Orthodontics, speech distortions in jaw surgery patients, shifts in oral microbiome, technology adoption, dental anxiety and animal assisted therapy, autophagy, childhood obesity, growth and development, COVID-19

Research Summary

My interest and research background in craniofacial development guided me towards orthodontics as a dental specialty. In orthodontics, I merge my love of clinical practice with substantial research, with each pursuit informing and inspiring the other. The primary focus of my research program has been on longitudinal clinical studies of speech distortions in jaw surgery patients. The other focus of my lab is on social science research in dentistry, including qualitative methods (interviews, focus groups) and quantitative approaches (survey development) investigating trends in orthodontics. As part of the COVID-19 research response, we are studying antiseptic mouthrinses for their ability to limit salivary viral infectivity. Finally, we are exploring applications of animal-assisted therapy for management of dental anxiety in pediatric dental populations.

Available to Mentor
Undergraduate/college student, graduate student, undergraduate DDS or DH student, postdoc and/or junior faculty member

Through Jacox’s graduate work in the Sive Lab at MIT’s Whitehead Institute, she discovered a novel craniofacial organizer, known as the Extreme Anterior Domain, which is required for mouth formation and migration of cranial neural crest in Xenopus. Her love of craniofacial development and patient care guided her to orthodontics.

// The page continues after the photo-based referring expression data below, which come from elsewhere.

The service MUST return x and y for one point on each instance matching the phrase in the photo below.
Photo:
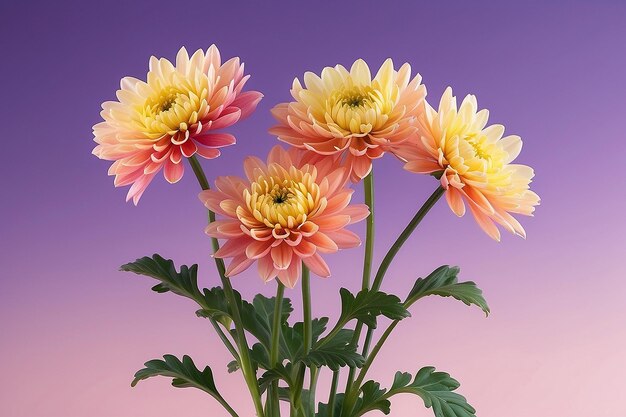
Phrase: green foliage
(367, 305)
(215, 305)
(292, 337)
(435, 389)
(183, 283)
(372, 398)
(184, 373)
(336, 353)
(258, 317)
(443, 282)
(324, 411)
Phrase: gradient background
(73, 330)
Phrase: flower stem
(368, 188)
(242, 343)
(353, 390)
(312, 386)
(273, 397)
(306, 308)
(333, 394)
(307, 336)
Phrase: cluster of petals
(287, 211)
(474, 162)
(155, 124)
(349, 113)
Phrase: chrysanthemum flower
(154, 124)
(288, 211)
(474, 162)
(349, 113)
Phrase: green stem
(312, 386)
(242, 343)
(306, 308)
(225, 340)
(307, 336)
(353, 390)
(333, 394)
(408, 230)
(272, 396)
(368, 187)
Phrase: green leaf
(336, 353)
(232, 366)
(372, 399)
(323, 410)
(215, 305)
(258, 317)
(443, 282)
(184, 374)
(183, 283)
(367, 305)
(436, 389)
(291, 338)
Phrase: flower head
(155, 123)
(349, 113)
(287, 211)
(474, 161)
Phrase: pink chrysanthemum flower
(349, 113)
(289, 210)
(475, 164)
(154, 124)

During residency, she began a major clinical study on the influence of jaw disharmonies on speech with linguistics and speech pathology collaborators.

As an orthodontics faculty member at the Adams School of Dentistry, she established a lab and independent research program to support residents. Since then, her projects have continued to grow with external funding from the American Association of Oral and Maxillofacial Surgeons and American Association of Orthodontics Foundation.

She has presented at numerous national and international meetings. Jacox has six accepted and published manuscripts, with four additional papers in the areas of craniofacial development, speech pathology, jaw disharmonies and orthodontics planned for submission this spring.